I'm always amazed when I watch Lottie and Dallas interact with one another. Some days, it takes all I have to keep them from seriously injuring each other. Dallas is especially aggressive lately; he's moody, he's ill-tempered, he's erratic, he's two. Sometimes Dallas will walk into a room where Lottie has been quietly drawing or playing, and he'll haul off and hit her. And laugh. Other times, I'll hear Dallas wail quickly followed by Lottie saying, "Sorry, Dallas! I'm sorry!" I feel like I am constantly playing referee and sending people into the time-out chair.
The weird thing to me is what happens after the initial sting of the physical injury has passed. Whichever kid is the injured party gets hugs and kisses from me and then immediately asks for the party who did the injuring. For example, Dallas thunked Lottie on the face today with a small figure of Grumpy the Dwarf. Lottie immediately ran to me and sobbed. Within two minutes, she flitted off to find Dallas to see if he wanted to play with her. Two minutes after that, they were ensconced in her room playing some weird game together. There have been times in the past where Lottie has smacked Dallas and been put, crying hysterically, into the time-out chair. Dallas always goes to her and hugs her, comforts her, and takes her a toy.
Last week, I took the kids to Monkey Joe's to let them burn off some energy after numerous rainy days. When we first walked in, there was only one other kid there. Lottie immediately gravitated to him and spent an hour running around and playing with her new friend. Dallas was happy to go to the little kids' bounce area and throw himself down, face-first, on to the big inflatables. Soon, more people started to show up, and Lottie was thrilled at the prospect of finding even more new friends. I noticed a group of moms who were obviously all friends sitting at a table close to mine. I tried to chat with some of them, but they weren't really interested in letting me into their circle. No big deal, right? I'm a big girl. But their kids apparently shared their desire to keep exclusive company because none of them would play with Lottie. My sweet girl was sad and confused and just didn't understand why no one would run around with her. At the time, Dallas was sitting at the table with me eating a snack - shocking. Lottie turned to him with tears in her eyes and said, "Dallas, will you please play with me?" He smiled at her with granola stuck to his cheek and said, "Of course, Lottie!" He climbed down out of his seat, and they walked off together holding hands.
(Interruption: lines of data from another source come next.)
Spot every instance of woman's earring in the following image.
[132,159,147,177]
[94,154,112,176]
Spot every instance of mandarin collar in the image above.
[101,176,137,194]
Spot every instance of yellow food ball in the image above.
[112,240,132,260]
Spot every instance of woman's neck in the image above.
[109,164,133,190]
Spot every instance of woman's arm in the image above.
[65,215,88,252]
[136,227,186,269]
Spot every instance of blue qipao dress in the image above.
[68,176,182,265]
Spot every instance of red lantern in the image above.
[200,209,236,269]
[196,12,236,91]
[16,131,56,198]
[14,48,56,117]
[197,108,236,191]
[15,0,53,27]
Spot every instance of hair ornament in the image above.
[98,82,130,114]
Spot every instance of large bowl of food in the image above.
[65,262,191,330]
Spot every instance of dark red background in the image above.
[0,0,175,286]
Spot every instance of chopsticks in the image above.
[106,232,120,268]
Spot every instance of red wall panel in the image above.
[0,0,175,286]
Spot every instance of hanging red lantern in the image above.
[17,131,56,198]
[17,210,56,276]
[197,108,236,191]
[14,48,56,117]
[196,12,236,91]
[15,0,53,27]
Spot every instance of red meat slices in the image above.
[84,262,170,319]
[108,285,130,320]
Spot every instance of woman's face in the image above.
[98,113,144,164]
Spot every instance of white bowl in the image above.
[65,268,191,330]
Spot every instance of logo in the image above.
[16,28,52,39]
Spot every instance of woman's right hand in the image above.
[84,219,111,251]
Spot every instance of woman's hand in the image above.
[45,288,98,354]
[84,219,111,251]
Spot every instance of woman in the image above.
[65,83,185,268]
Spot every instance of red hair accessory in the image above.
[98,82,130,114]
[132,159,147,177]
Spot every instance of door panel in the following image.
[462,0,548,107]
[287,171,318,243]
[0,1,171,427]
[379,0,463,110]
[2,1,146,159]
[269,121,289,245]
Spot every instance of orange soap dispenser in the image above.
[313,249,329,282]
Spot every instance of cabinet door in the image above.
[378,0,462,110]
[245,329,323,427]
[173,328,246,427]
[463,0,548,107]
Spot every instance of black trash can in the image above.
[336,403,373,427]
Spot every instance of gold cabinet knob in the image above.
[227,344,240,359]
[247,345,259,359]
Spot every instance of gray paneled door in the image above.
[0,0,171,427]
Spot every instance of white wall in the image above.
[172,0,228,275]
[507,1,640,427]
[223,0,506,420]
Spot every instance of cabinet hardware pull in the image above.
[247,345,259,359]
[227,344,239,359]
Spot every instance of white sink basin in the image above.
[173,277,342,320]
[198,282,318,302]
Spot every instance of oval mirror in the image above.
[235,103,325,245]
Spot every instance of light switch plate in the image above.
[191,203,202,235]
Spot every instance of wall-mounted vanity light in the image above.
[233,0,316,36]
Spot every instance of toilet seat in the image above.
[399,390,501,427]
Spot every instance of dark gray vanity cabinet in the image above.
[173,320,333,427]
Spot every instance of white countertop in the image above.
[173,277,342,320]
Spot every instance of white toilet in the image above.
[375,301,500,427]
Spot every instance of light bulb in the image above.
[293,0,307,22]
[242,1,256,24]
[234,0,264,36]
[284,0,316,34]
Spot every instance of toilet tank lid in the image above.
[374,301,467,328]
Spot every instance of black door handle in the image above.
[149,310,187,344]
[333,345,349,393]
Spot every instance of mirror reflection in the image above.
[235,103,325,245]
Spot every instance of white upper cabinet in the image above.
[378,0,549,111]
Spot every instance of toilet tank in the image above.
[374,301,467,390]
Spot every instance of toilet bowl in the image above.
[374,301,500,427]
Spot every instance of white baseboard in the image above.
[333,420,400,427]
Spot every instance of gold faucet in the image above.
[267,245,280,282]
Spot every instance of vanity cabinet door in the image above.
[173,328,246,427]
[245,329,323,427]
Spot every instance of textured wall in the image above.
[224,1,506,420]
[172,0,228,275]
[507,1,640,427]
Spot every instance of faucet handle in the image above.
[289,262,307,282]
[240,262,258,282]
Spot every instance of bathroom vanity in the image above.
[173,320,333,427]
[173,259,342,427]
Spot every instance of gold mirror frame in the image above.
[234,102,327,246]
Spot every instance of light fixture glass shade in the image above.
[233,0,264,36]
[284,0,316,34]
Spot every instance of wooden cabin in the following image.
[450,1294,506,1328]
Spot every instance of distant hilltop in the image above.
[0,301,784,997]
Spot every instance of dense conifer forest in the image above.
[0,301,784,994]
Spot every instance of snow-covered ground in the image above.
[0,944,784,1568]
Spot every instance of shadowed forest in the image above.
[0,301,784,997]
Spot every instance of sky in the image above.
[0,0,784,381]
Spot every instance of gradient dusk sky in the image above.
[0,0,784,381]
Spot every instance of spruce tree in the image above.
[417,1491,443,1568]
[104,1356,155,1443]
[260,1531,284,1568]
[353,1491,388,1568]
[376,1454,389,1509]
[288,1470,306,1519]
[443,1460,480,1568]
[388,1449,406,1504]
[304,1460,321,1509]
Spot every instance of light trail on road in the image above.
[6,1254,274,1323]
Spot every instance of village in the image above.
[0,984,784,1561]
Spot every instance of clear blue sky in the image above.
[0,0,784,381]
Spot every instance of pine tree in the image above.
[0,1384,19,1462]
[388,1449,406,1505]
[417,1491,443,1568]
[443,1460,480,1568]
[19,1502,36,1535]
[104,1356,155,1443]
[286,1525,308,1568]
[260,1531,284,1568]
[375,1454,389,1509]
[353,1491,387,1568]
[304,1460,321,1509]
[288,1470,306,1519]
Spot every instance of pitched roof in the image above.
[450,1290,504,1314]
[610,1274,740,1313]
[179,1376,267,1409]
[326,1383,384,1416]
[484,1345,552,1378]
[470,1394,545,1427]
My brother is six years older than I am, and Trevor's brother is nine years younger than Trevor. Neither of us has a lot of experience with siblings who are close in age. My kids are only twenty months apart; Lottie was still so little when Dallas was born. I had no idea what to expect or how they would get along. So far, they have exceeded my expectations. Sure, they fight, they argue, and they disagree just to spite each other, but deep down, they enjoy each other's company. They play together on the playground at school, they make up games at home involving pirates, blankets, and a broom, and they almost always hug and kiss each other good night. When it counts, they are there for each other and they're friends. That's really all I can ask for. Well, that and two minutes of silence a day.